I commend EPA staff for correcting that misstep in the final regulation by fixing the PCB in demolition debris language. Their correction did no harm to the rule. They have focused the attention where it should be focused. However, there is still a serious flaw with the rule. The flaw has nothing to do with EPA’s environmental standard—which I don’t question. We need to regulate industries responsibly to protect streams.

The problem with the EPA’s Jan. 19, 2017 rule (literally the last day of the Obama Administration) is that it now applies joint and several liability to those in the industry for those engaged in virtually all earth moving activities. This EPA final rule is a big change from the 2008 and 2012 permit language that limits each operator’s liability to that portion of the site over which he/she had control. I think EPA went way too far in placing joint and several liability into the construction industry that often has many dozens of contractors and businesses in development projects. With joint and several liability, who would want to be the “last in” in the construction industry to build a home or building in a project that is adjacent to other construction projects.

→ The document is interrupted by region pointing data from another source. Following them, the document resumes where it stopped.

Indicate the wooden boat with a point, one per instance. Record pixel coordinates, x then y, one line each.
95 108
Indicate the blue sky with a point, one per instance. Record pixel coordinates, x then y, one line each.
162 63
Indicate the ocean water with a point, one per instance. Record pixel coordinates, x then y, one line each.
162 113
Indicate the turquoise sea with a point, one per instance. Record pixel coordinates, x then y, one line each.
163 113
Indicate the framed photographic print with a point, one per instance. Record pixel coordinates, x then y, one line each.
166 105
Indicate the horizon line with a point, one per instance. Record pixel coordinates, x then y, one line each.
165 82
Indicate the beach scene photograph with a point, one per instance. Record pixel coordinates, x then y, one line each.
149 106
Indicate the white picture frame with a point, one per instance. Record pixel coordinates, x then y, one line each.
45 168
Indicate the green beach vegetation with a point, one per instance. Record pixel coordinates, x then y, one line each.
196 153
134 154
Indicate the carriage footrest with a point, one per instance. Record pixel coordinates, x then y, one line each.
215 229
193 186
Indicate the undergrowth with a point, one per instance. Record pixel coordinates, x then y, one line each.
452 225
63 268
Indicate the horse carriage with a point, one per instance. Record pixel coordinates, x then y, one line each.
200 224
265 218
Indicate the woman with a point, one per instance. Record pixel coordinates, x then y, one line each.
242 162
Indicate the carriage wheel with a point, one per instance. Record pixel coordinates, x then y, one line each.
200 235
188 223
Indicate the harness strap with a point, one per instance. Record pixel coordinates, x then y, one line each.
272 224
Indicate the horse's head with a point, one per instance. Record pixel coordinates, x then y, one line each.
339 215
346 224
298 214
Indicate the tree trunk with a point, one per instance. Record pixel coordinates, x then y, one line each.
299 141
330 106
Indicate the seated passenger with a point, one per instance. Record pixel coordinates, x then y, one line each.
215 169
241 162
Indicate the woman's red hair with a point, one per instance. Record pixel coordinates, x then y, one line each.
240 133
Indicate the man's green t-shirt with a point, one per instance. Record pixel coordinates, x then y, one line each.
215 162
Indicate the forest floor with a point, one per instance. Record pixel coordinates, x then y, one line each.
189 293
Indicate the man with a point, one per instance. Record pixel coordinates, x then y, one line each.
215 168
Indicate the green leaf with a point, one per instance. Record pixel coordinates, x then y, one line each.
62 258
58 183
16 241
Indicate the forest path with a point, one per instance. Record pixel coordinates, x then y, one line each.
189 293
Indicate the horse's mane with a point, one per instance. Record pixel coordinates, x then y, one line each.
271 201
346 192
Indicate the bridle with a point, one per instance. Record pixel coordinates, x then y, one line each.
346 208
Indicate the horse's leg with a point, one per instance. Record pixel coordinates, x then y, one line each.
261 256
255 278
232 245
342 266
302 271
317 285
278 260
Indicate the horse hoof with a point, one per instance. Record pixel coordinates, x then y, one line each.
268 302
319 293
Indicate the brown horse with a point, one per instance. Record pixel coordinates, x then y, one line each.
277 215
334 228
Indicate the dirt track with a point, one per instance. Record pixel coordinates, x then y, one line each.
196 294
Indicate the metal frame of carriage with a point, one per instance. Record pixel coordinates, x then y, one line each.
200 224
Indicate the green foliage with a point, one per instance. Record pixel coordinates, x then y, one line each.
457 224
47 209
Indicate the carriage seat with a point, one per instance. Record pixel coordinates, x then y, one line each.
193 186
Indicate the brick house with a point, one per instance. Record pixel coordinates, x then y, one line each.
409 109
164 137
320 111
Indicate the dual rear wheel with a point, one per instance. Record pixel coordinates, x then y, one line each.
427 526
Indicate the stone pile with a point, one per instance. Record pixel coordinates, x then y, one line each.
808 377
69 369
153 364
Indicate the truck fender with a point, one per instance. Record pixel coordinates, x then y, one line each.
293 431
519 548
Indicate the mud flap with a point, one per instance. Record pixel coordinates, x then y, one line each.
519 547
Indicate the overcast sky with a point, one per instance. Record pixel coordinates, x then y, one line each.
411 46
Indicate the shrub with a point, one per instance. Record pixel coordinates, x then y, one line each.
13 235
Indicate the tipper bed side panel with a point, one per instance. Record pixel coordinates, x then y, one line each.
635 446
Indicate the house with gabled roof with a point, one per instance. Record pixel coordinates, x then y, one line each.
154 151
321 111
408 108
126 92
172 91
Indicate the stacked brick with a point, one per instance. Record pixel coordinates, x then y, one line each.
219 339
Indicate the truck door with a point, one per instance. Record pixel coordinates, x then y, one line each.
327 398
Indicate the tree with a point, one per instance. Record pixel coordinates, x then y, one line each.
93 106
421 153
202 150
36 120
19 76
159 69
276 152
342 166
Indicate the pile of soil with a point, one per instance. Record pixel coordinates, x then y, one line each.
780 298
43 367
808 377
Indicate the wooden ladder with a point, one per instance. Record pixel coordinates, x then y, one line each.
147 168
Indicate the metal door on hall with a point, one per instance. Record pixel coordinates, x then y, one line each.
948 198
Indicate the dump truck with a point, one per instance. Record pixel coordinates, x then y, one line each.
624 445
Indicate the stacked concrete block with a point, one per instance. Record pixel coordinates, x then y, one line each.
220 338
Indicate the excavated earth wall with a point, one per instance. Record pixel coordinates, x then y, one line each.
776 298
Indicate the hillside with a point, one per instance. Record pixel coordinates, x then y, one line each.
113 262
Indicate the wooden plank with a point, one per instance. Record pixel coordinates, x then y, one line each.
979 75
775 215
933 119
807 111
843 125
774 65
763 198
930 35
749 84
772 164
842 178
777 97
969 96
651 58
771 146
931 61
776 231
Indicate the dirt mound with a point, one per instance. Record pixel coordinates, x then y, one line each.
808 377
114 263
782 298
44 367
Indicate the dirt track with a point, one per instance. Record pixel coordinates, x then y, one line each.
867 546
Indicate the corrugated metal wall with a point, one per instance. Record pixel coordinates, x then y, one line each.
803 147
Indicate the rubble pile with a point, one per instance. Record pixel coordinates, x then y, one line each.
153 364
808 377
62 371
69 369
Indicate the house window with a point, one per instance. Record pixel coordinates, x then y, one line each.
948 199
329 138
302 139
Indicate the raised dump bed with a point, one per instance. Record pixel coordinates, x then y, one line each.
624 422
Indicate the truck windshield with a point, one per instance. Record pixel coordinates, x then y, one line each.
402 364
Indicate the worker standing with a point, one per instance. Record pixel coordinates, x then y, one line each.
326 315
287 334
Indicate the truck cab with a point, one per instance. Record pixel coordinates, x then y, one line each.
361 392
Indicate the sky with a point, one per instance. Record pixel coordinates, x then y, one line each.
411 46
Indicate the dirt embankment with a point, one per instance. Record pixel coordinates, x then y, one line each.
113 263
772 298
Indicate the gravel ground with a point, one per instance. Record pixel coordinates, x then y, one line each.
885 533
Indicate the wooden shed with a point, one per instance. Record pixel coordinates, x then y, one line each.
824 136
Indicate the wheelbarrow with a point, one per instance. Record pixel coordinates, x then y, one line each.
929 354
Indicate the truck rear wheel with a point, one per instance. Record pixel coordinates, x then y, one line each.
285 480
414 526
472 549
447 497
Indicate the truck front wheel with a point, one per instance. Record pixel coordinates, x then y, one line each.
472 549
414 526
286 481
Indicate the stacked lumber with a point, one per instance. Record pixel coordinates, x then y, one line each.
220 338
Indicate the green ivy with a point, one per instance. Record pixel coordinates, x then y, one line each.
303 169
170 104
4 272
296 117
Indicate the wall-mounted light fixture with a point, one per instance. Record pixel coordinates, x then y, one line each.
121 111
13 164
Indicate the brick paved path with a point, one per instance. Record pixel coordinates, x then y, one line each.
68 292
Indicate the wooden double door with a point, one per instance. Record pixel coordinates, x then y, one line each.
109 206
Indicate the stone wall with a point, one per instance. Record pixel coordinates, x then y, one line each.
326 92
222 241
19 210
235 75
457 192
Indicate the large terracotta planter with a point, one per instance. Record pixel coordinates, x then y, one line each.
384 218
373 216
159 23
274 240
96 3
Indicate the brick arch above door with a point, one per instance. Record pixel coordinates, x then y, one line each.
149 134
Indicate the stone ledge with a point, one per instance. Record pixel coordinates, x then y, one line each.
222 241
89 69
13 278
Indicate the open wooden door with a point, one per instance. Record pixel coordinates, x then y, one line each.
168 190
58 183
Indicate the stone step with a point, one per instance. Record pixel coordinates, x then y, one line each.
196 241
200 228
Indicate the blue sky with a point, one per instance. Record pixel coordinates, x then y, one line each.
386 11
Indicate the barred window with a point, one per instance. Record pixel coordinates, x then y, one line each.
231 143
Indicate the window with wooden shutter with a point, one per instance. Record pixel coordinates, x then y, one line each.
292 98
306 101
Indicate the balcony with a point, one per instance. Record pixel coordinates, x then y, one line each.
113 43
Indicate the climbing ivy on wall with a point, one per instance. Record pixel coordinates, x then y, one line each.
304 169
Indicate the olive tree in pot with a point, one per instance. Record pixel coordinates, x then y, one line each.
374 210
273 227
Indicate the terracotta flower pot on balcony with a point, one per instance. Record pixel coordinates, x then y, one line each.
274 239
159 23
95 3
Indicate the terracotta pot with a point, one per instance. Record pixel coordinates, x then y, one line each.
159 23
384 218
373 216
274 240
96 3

A construction company, doing no harm and following the new storm water protection regulations perfectly, could possibly be liable for another company’s errors (intentional or unintentional) for up to $52,500 per day. It could also ruin a home builder’s reputation if he/she had to pay fines for someone else’s bad judgment. Joint and several liability will surely send a chill through the construction industry—at the very time we need more jobs. Most home builders are small businesses. Imagine the problems for many small businesses trying to get financing if joint and several liability applied to the company.

Just think of the comparable impacts if this was a remodeling regulation in your own community on homeowners. Would you want to be financially responsible for remodeling your own home if you were also held responsible for a neighbor’s home remodel if that neighbor didn’t follow all appropriate code? You don’t have the right to enter that neighbor's home before you decide to remodel your house. You’d have no clue what they did or didn’t do in their home remodel. I think the comparison fits for development projects with many adjacent separate companies engaged in earth moving and building.

The Trump Administration presumably has an opportunity to further refine the storm water regulation or CGP rule. I hope they will do so very soon. The new CGP permit took effect last week—on Feb. 16, 2017. It is my hope that they will apply the Priebus Memo, take a look at the CGP, and fix the joint and several liability portion of the CGP rule. Unfortunately, for now, the rule is not listed on the Priebus Memo for the delay.

There is a commonsense solution that limits liability to bad actors and encourages construction projects to continue. We need both—more jobs and continued storm water protection by EPA. Reasonable steps by EPA can ensure both.